Tafluprost Ophthalmic

6 ADVERSE REACTIONS Most common ocular adverse reaction is conjunctival hyperemia (range 4% to 20%). ( 6.1 ) To report SUSPECTED ADVERSE REACTIONS, contact Thea Pharma Inc. at 1-833-838-4028 or FDA at 1-800-FDA-1088 or www.fda.gov/medwatch. 6.1 Clinical Studies Experience Because clinical studies are conducted under widely varying conditions, adverse reaction rates observed in the clinical studies of a drug cannot be directly compared to rates in the clinical studies of another drug and may not reflect the rates observed in practice. Preservative-containing or preservative-free tafluprost 0.0015% was evaluated in 905 patients in five controlled clinical studies of up to 24-months duration. The most common adverse reaction observed in patients treated with tafluprost was conjunctival hyperemia which was reported in a range of 4% to 20% of patients. Approximately 1% of patients discontinued therapy due to ocular adverse reactions. Ocular adverse reactions reported at an incidence of ≥2% in these clinical studies included ocular stinging/irritation (7%), ocular pruritus including allergic conjunctivitis (5%), cataract (3%), dry eye (3%), ocular pain (3%), eyelash darkening (2%), growth of eyelashes (2%) and vision blurred (2%). Nonocular adverse reactions reported at an incidence of 2% to 6% in these clinical studies in patients treated with tafluprost 0.0015% were headache (6%), common cold (4%), cough (3%) and urinary tract infection (2%). 6.2 Postmarketing Experience The following adverse reactions have been identified during postapproval use of tafluprost. Because postapproval adverse reactions are reported voluntarily from a population of uncertain size, it is not always possible to reliably estimate their frequency or establish a causal relationship to drug exposure. Respiratory disorders: exacerbation of asthma, dyspnea Eye disorders: iritis/uveitis In postmarketing use with prostaglandin analogs, periorbital and lid changes including deepening of the eyelid sulcus have been observed.
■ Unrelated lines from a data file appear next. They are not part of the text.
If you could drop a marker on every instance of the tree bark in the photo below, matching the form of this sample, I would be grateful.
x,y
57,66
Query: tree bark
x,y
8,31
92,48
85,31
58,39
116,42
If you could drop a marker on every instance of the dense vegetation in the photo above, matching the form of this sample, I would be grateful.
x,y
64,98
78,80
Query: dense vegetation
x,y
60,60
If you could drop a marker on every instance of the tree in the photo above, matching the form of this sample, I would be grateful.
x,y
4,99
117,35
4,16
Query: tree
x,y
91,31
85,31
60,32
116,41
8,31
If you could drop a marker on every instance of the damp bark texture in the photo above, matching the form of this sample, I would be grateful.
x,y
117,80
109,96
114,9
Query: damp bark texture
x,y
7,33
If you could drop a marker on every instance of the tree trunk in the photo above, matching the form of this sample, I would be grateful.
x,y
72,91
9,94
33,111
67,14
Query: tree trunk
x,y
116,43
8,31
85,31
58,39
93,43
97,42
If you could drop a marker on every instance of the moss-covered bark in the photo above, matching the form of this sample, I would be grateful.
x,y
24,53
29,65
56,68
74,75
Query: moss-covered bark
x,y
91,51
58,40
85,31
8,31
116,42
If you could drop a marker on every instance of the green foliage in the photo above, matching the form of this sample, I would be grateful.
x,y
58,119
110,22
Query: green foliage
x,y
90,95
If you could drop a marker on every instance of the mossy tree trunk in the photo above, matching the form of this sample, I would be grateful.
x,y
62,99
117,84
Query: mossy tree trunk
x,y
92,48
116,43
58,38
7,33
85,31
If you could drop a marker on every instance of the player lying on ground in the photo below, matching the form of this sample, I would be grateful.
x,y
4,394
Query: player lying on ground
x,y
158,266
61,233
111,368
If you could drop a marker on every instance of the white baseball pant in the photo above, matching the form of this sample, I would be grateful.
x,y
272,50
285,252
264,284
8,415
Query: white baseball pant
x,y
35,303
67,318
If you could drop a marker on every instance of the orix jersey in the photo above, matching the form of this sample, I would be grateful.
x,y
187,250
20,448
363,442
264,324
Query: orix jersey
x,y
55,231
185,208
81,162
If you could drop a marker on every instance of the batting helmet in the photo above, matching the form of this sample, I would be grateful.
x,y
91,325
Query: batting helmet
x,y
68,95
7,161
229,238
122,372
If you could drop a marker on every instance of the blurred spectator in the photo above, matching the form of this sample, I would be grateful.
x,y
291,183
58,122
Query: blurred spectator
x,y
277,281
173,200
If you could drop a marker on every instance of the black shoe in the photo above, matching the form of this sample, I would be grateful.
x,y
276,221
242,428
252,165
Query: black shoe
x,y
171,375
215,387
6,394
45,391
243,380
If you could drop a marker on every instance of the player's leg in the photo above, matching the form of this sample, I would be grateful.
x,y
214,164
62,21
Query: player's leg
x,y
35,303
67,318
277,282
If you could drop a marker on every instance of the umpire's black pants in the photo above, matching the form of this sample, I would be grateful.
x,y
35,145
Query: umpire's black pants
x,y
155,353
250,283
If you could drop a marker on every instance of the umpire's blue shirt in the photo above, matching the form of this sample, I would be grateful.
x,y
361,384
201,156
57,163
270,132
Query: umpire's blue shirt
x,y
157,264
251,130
4 CONTRAINDICATIONS None. None. ( 4 )

11 DESCRIPTION Tafluprost is a fluorinated analog of prostaglandin F2α. The chemical name for tafluprost is 1-methylethyl ( 5Z )-7-{( 1R , 2R , 3R , 5S )-2-[( 1E )-3,3-difluoro-4-phenoxy-1-butenyl}-3,5-dihydroxycyclopentyl]-5-heptenoate. The molecular formula of tafluprost is C 25 H 34 F 2 O 5 and its molecular weight is 452.53. Its structural formula is: Tafluprost is a colorless to light yellow viscous liquid that is practically insoluble in water. Tafluprost Ophthalmic Solution 0.0015% is supplied as a sterile solution of tafluprost with a pH range of 5.5 to 6.7 and an Osmolality range of 260 to 300 mOsmo/kg. Tafluprost Ophthalmic Solution contains Active: tafluprost 0.015 mg/mL; Inactives: glycerol, sodium dihydrogen phosphate dihydrate, disodium edetate, polysorbate 80, hydrochloric acid and/or sodium hydroxide (to adjust pH) and Water for Injection. Tafluprost Ophthalmic Solution does not contain a preservative. Structural Formula

2 DOSAGE AND ADMINISTRATION The recommended dose is one drop of Tafluprost Ophthalmic Solution in the conjunctival sac of the affected eye(s) once daily in the evening. The dose should not exceed once daily since it has been shown that more frequent administration of prostaglandin analogs may lessen the intraocular pressure lowering effect. Reduction of the intraocular pressure starts approximately 2 to 4 hours after the first administration with the maximum effect reached after 12 hours. Tafluprost Ophthalmic Solution may be used concomitantly with other topical ophthalmic drug products to lower intraocular pressure. If more than one topical ophthalmic product is being used, each one should be administered at least 5 minutes apart. The solution from one individual unit is to be used immediately after opening for administration to one or both eyes. Since sterility cannot be maintained after the individual unit is opened, the remaining contents should be discarded immediately after administration. One drop in the affected eye(s) once daily in the evening. ( 2 )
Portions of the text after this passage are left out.